A district court may properly grant an unopposed motion to dismiss pursuant to a local rule where the local rule permits, but does not require, the granting of a motion for failure to respond. See Ghazali v. Moran, 46 F.3d 52, 54 (9th Cir. 1995). Civil Local Rule 7.1 provides: "If an opposing party fails to file the papers in the manner required by Civil Local Rule 7.1(e)(2), that failure may constitute a consent to the granting of a motion or other request for ruling by the court." S.D. Cal. Civ. L. R. 7.1(f)(3)(a). "Although there is . . . a [public] policy favoring disposition on the merits, it is the responsibility of the moving party to move towards that disposition at a reasonable pace, and to refrain from dilatory and evasive tactics." In re Eisen, 31 F.3d 1447, 1454 (9th Cir. 1994) (affirming grant of motion to dismiss for failure to prosecute); see also Dipp v.

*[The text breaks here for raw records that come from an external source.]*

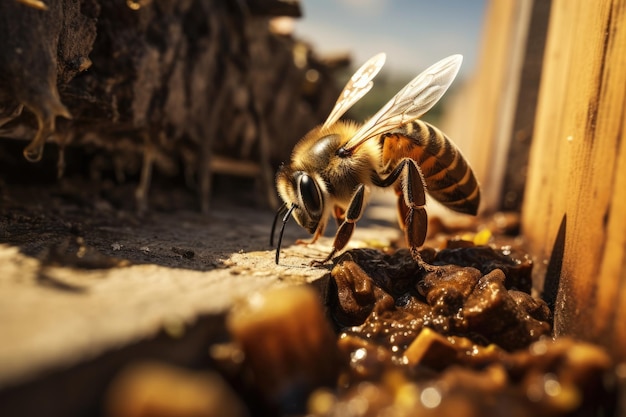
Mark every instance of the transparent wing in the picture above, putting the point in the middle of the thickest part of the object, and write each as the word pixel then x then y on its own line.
pixel 415 99
pixel 358 85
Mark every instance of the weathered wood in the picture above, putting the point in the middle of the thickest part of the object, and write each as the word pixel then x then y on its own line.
pixel 573 214
pixel 167 83
pixel 492 116
pixel 79 278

BAC Home Loans Servicing, LP, 2012 U.S. Dist. LEXIS 75696 (S.D. Cal. May 31, 2012) (Battaglia, J.) (dismissing action pursuant to local Rule 7.1 for plaintiff's failure to respond to a motion to dismiss); Yueh Chen v. PMC Bancorp, No. 09-CV-2405-WQH-BLM, 2010 U.S. Dist. LEXIS 75468 (S.D. Cal. July 23, 2010) (Hayes, J.) (same); Steel v. City of San Diego, No. 09-CV-1743-MMA-WVG, 2009 U.S. Dist. LEXIS 103042 (S.D. Cal. Nov. 5, 2009) (Anello, J.) (same). As such, the Court has the option of granting Defendant's motion on the basis of Plaintiff's failure to respond, and it chooses to do so.

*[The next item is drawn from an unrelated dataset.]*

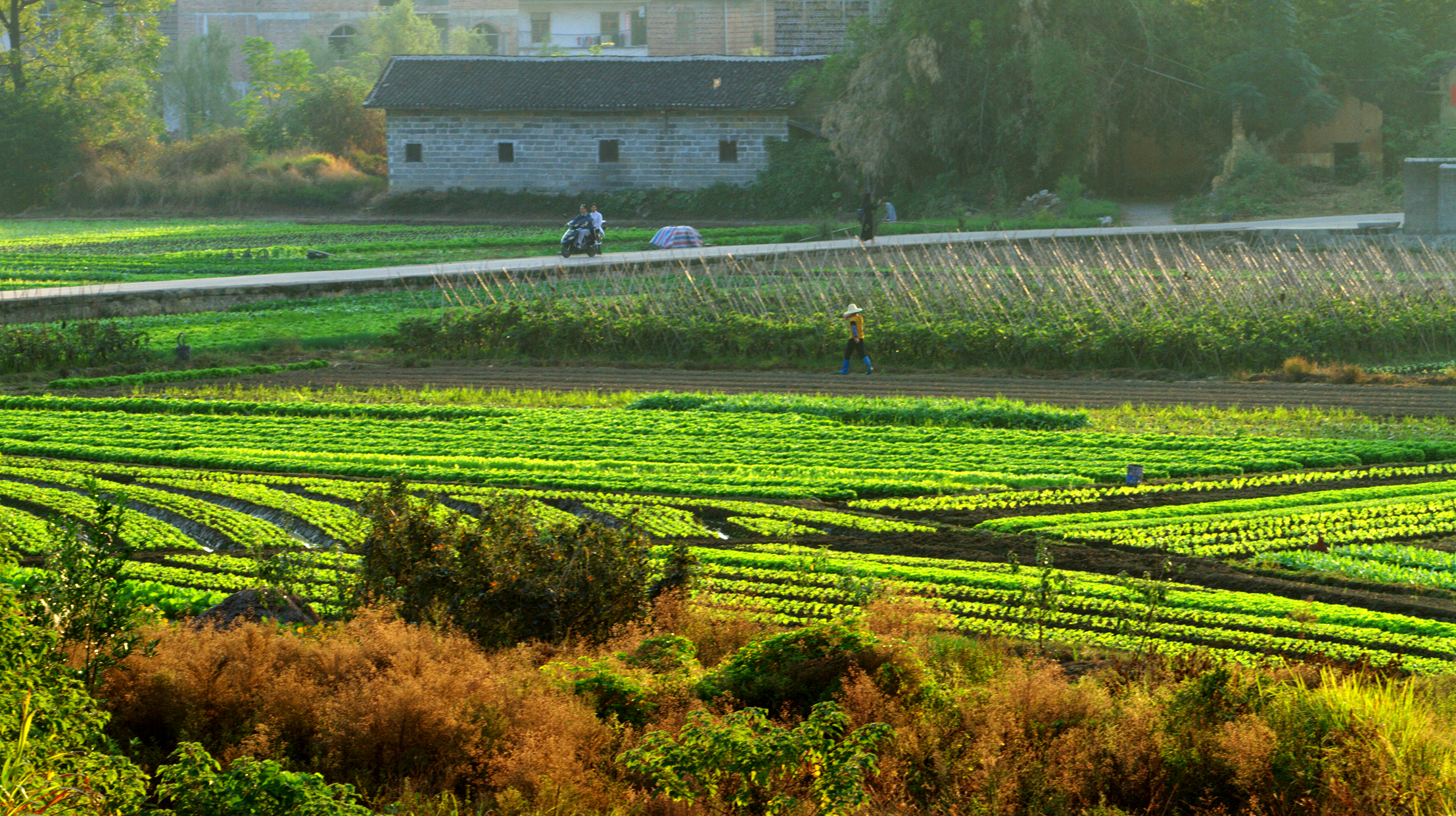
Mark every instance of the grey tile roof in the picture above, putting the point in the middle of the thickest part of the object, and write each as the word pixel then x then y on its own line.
pixel 588 84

As of the date of this Order, Plaintiff has not opposed the motion, even after requesting and being granted additional time to file an opposition. All told, Plaintiff has had approximately 15 weeks to prepare and file a response to Defendant's motion, and has failed to do so. The Court concludes that "the public's interest in expeditious resolution of litigation," "the court's need to manage its docket," and "the risk of prejudice to the defendant" weigh in favor of granting Defendant's motion to dismiss, for failure to file an opposition. Ghazali, 46 F.3d at 53; see also Dipp, 2012 U.S. Dist. LEXIS 756696, *3-5.


Based on the foregoing, the Court GRANTS Defendant's motion and DISMISSES Plaintiff's complaint without prejudice. The Clerk of Court is instructed to terminate the case.